1-to-1 Approach: 1 patent app = 1 invention
The 1-to-1 approach is straightforward: a separate patent application is filed for each invention. Where an inventor has two or more related inventions, multiple applications would be filed with each application covering only a single invention.
Suppose an applicant has invented two distinct product features (let’s call them A and B) and seeks to patent both A and B around the same time. The 1-to-1 approach would result in filing a first patent application on only A and a second patent application on only B.
Combined Approach: 1 patent app = 2 inventions
In contrast, a consolidated approach combines multiple inventions into a single specification, which is sometimes called an “omnibus specification.” The assumption here is that these inventions are related, and that it would not be a stretch to talk about inventions A and B in the same document. The result would naturally be a greater number of drawings and a lengthier description.
But, there’s more to a combined specification than merely a higher quantity of words. Combining multiple inventions into a single specification enables the applicant to describe the whole of the invention (e.g., the entire system, assembly or product) as comprising multiple features. In other words, an omnibus specification enables the applicant to pursue claims on the combination of A and B, which would not be possible if A and B were each filed separately.
Let’s see how the 1-to-1 approach differs from the consolidated approach.
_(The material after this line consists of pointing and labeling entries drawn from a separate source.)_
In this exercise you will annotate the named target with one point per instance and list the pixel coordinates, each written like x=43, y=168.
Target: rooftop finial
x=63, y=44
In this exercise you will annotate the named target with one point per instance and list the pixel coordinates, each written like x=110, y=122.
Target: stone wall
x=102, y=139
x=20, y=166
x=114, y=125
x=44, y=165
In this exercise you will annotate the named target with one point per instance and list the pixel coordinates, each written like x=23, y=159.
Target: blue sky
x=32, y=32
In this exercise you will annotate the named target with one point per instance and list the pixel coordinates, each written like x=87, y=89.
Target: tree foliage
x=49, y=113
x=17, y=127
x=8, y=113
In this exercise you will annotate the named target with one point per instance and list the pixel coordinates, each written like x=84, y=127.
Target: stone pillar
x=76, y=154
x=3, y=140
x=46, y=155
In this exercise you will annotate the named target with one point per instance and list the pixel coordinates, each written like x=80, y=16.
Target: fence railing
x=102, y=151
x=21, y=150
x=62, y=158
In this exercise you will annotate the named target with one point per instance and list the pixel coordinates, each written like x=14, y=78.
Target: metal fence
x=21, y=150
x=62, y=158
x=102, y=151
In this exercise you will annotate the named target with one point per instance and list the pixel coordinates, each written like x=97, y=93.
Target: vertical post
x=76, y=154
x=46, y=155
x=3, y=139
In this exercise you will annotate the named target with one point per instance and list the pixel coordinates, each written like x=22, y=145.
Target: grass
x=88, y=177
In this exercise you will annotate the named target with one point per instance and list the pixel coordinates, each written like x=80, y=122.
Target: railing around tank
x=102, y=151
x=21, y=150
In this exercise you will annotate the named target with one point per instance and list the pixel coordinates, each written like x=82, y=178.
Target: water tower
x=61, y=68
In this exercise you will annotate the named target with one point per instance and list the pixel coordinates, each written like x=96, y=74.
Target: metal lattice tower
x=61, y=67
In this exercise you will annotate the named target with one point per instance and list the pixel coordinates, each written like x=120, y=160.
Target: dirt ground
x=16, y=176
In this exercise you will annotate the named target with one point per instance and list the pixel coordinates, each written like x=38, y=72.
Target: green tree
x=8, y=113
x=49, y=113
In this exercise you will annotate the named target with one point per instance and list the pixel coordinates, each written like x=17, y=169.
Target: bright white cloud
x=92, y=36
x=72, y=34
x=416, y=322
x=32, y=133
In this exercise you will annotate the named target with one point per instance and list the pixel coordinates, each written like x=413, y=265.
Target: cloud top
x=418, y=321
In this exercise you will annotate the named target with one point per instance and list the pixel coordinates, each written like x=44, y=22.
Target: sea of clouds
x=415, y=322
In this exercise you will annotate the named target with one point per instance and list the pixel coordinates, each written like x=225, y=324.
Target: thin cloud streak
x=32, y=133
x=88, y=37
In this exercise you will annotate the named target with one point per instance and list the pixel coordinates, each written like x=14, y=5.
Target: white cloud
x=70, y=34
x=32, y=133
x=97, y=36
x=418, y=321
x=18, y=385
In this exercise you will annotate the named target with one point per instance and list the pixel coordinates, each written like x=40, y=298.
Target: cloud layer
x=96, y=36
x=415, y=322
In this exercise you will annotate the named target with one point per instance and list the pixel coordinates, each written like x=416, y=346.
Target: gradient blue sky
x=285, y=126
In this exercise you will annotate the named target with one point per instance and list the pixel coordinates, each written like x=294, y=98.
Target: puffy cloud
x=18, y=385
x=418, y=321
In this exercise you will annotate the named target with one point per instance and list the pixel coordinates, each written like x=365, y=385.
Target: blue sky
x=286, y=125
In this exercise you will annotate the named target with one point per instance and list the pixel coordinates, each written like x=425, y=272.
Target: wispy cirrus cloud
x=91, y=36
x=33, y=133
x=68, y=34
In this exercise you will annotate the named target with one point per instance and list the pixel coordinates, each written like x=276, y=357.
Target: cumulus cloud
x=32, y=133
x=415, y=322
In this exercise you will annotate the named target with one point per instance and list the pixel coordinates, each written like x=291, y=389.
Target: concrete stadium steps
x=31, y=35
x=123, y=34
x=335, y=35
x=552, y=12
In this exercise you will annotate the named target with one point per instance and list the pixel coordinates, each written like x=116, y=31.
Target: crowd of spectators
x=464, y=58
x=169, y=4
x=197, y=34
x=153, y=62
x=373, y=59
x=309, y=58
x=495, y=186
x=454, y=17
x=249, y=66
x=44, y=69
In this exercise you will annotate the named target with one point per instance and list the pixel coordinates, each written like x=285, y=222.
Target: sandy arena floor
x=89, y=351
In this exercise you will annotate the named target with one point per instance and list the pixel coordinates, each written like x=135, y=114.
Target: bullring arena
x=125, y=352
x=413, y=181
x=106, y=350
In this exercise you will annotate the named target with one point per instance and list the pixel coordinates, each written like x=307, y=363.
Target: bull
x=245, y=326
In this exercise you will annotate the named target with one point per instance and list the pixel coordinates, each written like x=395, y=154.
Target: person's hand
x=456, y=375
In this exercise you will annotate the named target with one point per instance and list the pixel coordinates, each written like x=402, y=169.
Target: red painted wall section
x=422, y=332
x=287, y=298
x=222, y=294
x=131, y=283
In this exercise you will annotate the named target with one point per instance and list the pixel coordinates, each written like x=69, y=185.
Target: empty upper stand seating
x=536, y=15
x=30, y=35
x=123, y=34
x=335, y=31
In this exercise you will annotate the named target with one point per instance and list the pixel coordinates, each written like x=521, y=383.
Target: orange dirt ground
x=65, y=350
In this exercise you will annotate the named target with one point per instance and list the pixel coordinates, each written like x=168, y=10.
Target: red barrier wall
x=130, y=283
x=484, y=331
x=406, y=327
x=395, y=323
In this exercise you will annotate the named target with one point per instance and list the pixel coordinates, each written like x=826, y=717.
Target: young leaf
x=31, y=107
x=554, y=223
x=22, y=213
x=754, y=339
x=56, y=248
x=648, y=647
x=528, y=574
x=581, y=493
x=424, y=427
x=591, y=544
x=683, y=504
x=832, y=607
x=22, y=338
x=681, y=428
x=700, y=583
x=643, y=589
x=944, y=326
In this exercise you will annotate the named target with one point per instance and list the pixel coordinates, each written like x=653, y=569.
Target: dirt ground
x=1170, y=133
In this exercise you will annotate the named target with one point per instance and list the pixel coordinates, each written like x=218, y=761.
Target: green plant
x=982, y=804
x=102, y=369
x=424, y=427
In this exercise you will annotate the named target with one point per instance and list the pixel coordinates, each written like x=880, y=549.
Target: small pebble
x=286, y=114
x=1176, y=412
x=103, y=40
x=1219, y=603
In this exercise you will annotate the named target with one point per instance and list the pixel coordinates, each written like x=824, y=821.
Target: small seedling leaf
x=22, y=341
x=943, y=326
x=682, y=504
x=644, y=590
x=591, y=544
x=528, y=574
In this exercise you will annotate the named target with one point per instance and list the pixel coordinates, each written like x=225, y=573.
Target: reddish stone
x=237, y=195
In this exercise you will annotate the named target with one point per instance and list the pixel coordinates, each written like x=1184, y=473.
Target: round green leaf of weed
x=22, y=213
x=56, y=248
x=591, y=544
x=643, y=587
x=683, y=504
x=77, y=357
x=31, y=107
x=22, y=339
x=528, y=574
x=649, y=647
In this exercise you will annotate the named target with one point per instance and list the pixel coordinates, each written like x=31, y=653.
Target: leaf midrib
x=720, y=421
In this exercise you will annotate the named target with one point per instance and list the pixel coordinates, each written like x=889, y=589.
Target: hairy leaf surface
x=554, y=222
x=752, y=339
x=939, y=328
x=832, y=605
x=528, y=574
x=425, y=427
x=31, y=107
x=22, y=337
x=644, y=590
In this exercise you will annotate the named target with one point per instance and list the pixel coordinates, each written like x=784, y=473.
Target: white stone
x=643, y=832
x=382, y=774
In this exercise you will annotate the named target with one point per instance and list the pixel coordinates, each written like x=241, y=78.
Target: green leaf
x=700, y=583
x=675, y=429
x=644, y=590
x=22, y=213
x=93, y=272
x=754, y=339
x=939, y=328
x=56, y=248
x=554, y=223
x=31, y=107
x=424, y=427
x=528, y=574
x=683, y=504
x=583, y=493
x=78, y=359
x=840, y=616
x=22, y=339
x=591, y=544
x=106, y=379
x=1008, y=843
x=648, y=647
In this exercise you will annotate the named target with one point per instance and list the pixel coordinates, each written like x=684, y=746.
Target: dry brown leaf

Foreign Filing Considerations for Multiple Inventions
1-to-1 Approach: Multiple foreign filings
Since the 1-to-1 approach leads to multiple cases, each case would have its own priority date and corresponding foreign filing deadline. If foreign patent protection is desired, a counterpart international PCT patent application would have to be filed for each US application.
In our example, the applicant would have to file a first PCT application for the A invention and a second PCT application for the B invention.
Combined Approach: Single foreign filing
A consolidated application would have only one foreign filing deadline. Consequently, an applicant can file a single international PCT application to pursue foreign filing. Though the applicant may eventually have to file divisional applications to pursue claims on the various inventions, the consolidated approach enables the applicant to file fewer international applications upfront. This saves upfront costs, thereby conserving cash flow.
Claims for Multiple Inventions
1-to-1 Approach: Limited scope
Since you can only claim what is described, each patent application under a 1-to-1 approach would only allow for claims on the invention described in each specification. So, the A patent app would allow for claims on A only, while the B patent app would allow for claims on B only.
Combined Approach: Greater flexibility
In a patent application describing both A and B, an applicant can pursue claims on A alone, B alone or the combination of A and B. The flexibility to claim both A and B, which is not available in the 1-to-1 approach, is a key factor favoring the consolidated approach. This may be particularly advantageous if the prior art already includes A alone and B alone, but not the combination of the two.
Get 2 patents for the price of 1?
Though the combined approach may lessen cash flow in the short term, the long term costs of both approaches eventually amount to roughly the same ballpark. USPTO examiners generally disfavor reviewing claims directed to more than one invention in a filing, so the result of an omnibus specification is that you will eventually have to file multiple continuing applications to pursue claims that were not pursued in the parent application (e.g., not elected in response to Restriction Requirement).